Tiff Stevenson / Seann Walsh / Rosie Holt

She has ADHD, or rather she diagnosed herself with it after failing to answer a bunch of online surveys (a symptom, apparently), and decided she had a sexy brain. Sexy as mysterious – you know, the way women are meant to be.

Much of it is playful and lighthearted about the weird ways her thought processes work and how she interacts with her mother, her partner, and her 15-year-old stepson. But Stevenson, a savvy political observer, also makes some serious points about feminism, being a woman over 40 with opinions and our current political situation.

She covers a lot of territory — from dolphin villains and menstrual products to Wyatt Earp’s medical issues and modern women’s public hair styles — in a seemingly meandering thread, but with an ultimate destination.

The energy kicks into high gear as Stevenson describes her recent time in Hollywood when she discovered the painful truth about the difference in drinking between Britons and Americans. When it comes to getting asses through drink, the Brits (as portrayed by Stevenson) are clearly world class – and she throws down a fabulous name while recounting her experiences.

The story that ends the show takes us in an unexpected direction, with a big callback from Stevenson to end on a high.

Until August 29

Sean Walsh, The gallery ****

When Seann Walsh appeared on Come dance strictly in 2018, he thought he had become the big moment. But a drunken kiss offstage with her dance partner ended not only her appearance on the shiny floor show, but her longtime relationship as well. Walsh dealt with the fallout from this “tabloid scandal” on a previous show, but in Senn Walsh: is dead. Happy now? he describes fallout after fallout.

This is serious. He was suicidal, went to therapy, was diagnosed with PTSD and quit drinking three years ago. He mostly avoids mentioning the difficult split with his ex-partner, save for one crucial detail about the household goods division, and instead delves into his family history. Is it any wonder that he has addictive tendencies when his father was a heroin addict throughout the comic’s childhood?

But it’s not a memoir of misery (even if some details are shocking); it’s touching and unwavering on the way back from what seemed like the end of Walsh’s career – and it’s very, very funny. Along the way, he talks – with a certain humility and a good dose of good humor – about what Strictly competitors invariably call their trip but it’s never po-faced. As a bonus, it adds some cracking Michael McIntyre and Josh Widdicombe impersonations in a few trivia, and the ending isn’t what we expected.

Until August 28

Rosie Holt, Pleasure Court ****

Rosie Holt is a comedic-turned-actress who rose to fame with her spoof lockdown videos about a right-wing ‘opinionist’ who is slavishly loyal to her party leader, regardless of the moral and linguistic contortions needed to defend the Prime’s latest behavior minister. woman’s hour is his first accomplished hour of character comedy based on these videos.

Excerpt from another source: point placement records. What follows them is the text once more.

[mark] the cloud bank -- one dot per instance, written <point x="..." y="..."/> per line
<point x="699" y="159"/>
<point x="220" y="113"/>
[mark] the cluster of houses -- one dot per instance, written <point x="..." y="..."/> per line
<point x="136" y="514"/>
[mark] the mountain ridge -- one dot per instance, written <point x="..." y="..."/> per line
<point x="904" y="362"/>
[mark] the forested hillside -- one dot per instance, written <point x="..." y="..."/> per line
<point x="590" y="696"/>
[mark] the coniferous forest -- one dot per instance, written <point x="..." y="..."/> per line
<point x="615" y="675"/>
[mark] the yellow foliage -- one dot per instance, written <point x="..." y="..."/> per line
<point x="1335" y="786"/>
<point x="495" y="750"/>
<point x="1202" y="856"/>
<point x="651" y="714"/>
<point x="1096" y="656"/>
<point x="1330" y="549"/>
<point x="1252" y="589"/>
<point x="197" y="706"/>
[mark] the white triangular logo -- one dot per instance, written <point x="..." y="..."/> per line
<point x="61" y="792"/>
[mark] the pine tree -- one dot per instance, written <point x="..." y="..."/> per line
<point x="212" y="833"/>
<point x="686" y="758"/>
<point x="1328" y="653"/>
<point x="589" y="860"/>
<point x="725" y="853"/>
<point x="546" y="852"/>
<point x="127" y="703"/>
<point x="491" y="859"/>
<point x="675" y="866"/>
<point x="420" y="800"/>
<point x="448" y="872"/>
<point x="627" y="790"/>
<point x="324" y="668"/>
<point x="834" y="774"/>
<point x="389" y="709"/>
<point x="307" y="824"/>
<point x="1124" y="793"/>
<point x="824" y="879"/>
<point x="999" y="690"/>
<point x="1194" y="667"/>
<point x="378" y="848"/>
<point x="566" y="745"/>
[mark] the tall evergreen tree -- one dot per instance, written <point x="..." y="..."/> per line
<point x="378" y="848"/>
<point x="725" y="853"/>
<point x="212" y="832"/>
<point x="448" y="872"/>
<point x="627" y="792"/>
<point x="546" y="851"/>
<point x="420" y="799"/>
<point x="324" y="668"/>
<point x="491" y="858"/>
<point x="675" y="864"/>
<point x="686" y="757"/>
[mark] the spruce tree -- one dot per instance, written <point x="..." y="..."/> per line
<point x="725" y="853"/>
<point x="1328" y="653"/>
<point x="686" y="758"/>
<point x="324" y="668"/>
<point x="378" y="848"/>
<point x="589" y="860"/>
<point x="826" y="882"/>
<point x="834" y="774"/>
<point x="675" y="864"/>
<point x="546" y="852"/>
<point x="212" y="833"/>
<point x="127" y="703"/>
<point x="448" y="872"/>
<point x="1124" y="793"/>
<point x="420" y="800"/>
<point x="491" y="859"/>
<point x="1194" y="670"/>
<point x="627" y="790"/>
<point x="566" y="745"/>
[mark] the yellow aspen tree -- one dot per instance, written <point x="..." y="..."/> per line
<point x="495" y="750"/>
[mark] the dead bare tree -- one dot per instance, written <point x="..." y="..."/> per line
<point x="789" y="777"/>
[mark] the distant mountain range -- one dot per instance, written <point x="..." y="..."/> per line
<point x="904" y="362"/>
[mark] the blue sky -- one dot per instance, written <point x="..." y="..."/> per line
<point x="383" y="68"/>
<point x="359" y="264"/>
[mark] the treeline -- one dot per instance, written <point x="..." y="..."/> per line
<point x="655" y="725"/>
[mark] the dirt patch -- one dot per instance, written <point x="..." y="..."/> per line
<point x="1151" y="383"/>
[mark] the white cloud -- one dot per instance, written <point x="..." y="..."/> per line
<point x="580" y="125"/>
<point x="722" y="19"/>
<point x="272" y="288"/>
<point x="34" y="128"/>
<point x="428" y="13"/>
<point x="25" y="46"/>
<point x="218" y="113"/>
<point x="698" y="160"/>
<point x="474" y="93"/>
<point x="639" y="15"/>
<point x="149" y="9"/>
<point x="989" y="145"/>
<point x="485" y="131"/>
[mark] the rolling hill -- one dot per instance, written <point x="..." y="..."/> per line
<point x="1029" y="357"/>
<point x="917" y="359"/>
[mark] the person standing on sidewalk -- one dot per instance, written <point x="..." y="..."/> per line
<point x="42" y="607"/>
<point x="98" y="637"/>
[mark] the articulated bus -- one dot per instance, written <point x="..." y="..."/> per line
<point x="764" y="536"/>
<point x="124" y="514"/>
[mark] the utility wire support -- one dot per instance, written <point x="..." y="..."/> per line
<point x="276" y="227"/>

The convoluted story, which means frantic costume changes by Holt and the use of pre-recorded inserts displayed on the screen on stage, involves (among others) Tory MP ‘Rosie Holt’, who represents the Conservative Party leadership and whose campaign song is the gloriously inappropriate “Boss Bitch” by Doha Cat, conservative journalist Harriet Langley-Swindon, TV presenter Kirstie Allsopp, Liz Truss and conspiracy theorist Russell Brand.

The show tackles political hypocrisy (from both ends of the left-right spectrum), undo culture and celebrity idiocy on social media. He starts off strong but rather wanders off in the final quarter, and not all the characters reach the goal. Yet a large part of woman’s hour is smart and funny, proving, if need be, that Holt is a very talented writer and performer.